The easiest jobs in sports are backup quarterback and baseball boss of a “rebuilding” franchise.
At least until the starting quarterback gets hurt, or the team you’re supposedly rebuilding starts winning.
Derek Falvey and Thad Levine had it easy when they arrived in Minnesota. They had tremendous young position players but faced low expectations. They were tasked with slowly building pitching throughout the organization.
That long view came into play at the trading deadline, when they dealt closer Brandon Kintzler and starter Jaime Garcia for young pitchers. Then something unexpected happened. The Twins began winning despite the best efforts of the front office.
Eddie Rosario and Jorge Polanco performed as if they belonged in the same sentence as super prospects Miguel Sano and Byron Buxton.

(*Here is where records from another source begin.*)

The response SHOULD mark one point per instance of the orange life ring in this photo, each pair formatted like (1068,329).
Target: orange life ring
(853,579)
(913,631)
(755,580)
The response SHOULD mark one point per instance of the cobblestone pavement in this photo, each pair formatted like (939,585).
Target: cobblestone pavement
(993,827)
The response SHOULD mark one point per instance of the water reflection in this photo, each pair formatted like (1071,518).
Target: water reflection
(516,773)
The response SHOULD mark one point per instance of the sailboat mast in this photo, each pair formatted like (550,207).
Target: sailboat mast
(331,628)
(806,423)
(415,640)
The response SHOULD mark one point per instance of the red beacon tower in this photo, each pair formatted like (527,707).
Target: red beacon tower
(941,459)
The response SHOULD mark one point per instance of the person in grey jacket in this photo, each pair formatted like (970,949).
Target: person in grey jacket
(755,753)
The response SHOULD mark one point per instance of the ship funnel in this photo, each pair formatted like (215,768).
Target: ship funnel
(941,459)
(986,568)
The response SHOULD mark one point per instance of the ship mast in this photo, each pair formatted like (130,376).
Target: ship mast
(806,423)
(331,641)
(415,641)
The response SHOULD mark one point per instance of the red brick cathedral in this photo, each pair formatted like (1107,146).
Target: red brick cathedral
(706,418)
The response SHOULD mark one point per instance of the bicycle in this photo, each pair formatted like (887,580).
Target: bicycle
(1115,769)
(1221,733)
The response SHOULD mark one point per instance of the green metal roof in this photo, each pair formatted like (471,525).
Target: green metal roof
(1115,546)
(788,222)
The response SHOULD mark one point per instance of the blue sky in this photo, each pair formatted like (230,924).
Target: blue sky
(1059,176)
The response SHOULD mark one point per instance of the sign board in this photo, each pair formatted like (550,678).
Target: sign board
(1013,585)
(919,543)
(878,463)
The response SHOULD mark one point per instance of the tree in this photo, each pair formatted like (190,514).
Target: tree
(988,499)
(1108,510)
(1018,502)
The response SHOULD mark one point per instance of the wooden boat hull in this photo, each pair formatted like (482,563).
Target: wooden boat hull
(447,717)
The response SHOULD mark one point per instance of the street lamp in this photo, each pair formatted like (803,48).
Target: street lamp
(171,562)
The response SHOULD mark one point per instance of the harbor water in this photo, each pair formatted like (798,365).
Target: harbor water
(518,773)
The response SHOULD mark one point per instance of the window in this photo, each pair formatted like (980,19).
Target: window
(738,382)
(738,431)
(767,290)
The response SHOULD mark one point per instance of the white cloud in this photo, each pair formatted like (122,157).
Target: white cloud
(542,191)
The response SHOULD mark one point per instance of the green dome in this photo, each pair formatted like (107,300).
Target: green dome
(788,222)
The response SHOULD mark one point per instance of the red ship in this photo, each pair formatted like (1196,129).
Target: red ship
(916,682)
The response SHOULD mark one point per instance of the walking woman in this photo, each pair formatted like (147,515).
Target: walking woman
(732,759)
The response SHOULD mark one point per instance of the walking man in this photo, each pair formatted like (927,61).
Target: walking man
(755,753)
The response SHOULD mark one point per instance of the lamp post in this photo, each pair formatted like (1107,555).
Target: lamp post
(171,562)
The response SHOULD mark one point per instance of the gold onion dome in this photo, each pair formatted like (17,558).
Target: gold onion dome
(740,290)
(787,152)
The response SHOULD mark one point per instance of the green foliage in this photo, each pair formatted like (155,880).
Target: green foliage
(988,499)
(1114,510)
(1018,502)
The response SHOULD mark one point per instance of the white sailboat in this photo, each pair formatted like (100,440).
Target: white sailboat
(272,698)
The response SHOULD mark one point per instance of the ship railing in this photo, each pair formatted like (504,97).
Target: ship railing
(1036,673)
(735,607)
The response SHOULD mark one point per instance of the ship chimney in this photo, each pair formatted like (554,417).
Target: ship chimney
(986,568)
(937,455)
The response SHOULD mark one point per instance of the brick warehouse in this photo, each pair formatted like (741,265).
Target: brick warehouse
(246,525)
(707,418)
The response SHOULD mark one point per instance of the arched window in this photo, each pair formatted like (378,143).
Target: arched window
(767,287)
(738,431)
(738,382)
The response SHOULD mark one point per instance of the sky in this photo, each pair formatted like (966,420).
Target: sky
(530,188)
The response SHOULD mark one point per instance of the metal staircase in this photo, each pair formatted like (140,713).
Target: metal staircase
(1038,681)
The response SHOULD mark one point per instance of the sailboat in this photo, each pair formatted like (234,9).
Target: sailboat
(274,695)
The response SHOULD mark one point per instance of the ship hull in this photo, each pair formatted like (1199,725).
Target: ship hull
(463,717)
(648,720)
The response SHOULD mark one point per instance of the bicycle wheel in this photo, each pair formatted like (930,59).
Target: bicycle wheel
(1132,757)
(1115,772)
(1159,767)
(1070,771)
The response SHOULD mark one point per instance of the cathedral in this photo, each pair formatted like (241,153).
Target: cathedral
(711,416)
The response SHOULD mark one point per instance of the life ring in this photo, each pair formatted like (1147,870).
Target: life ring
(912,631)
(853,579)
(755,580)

Paul Molitor deftly handled a shallow bullpen, and the Twins earned the second AL wild-card berth.
Suddenly, Falvey and Levine are forced to win rather than taking years to painstakingly rebuild. They no longer have the luxury of time. Here’s how they need to operate under their new reality:
1. Rehire Molitor. He is a quality manager and an ideal fit. If Falvey and Levine don’t re-sign him, they will be proving themselves inflexible and tone deaf.
2. Don’t trade a position player unless you can land a top-line starter. If you couldn’t get proper value for Brian Dozier after he hit 42 home runs, you’re not going to receive proper value for any of your position players, who displayed chemistry as well as talent this season and should be given the opportunity to grow together.
3. Confront Sano. My information is that he remains about 290 pounds. My sources say his weight complicated his recovery from the leg injury that cost him a spot on the playoff roster and could jeopardize his future at third base. The Twins need Sano at third base for at least one more year, while Joe Mauer finishes his contract. Sano will need to refine his diet to optimize his career.
4. Re-sign Kintzler. He might not be a prototypical closer, but neither was Eddie Guardado, and he produced 187 big-league saves.
5. Spend money. Free agency is often a mistake and usually a trap. But Falvey and Levine have the scaffolding of a contending team, not enough pitching, and few pitching prospects who are likely to make a difference as early as 2018. This is where the Pohlad money can help. Sign one or two starters and a closer and the Twins can contend again.
6. Don’t be fooled. The Twins ranked 19th in baseball in team ERA (4.59). No other team ranked lower than 11th made the postseason. Winning 85 games with unsettled and often mediocre pitching is a minor miracle. Miracles are fun but not always repeatable.
7. Buy Buxton self-defense lessons. He is a great outfielder and could be a great all-around player, but only if he survives. He frequently has injured himself while diving or ramming outfield walls. He’s too valuable to risk his ribs on a daily basis. He might have to curb his enthusiasm for contact to stay on the field.
8. Give the coaches a raise. The Twins became an excellent base-running team this season, took quality at-bats, and found success with young relievers who were not considered top prospects contributing down the stretch. That speaks to organizational as well as big-league coaching.
9. Don’t make any more Mientkiewicz moves. The handling of the firing of Class A manager Doug Mientkiewicz caused a lot of key former Twins, some of whom work in the organization, to question the front office’s personal skills. Dismissing Molitor would cement that negative perception.
10. Invest in Spanish lessons. Rosario, Polanco and Eduardo Escobar led by example and might have been recognized for vocal leadership if more of us knew Spanish. The Twins employ an excellent translator but might want to consider doing even more to promote their Latin Americans. Remember the “Get To Know ’Em” ad campaign? Pop that into Google Translate and celebrate the region that provided the heart of the team.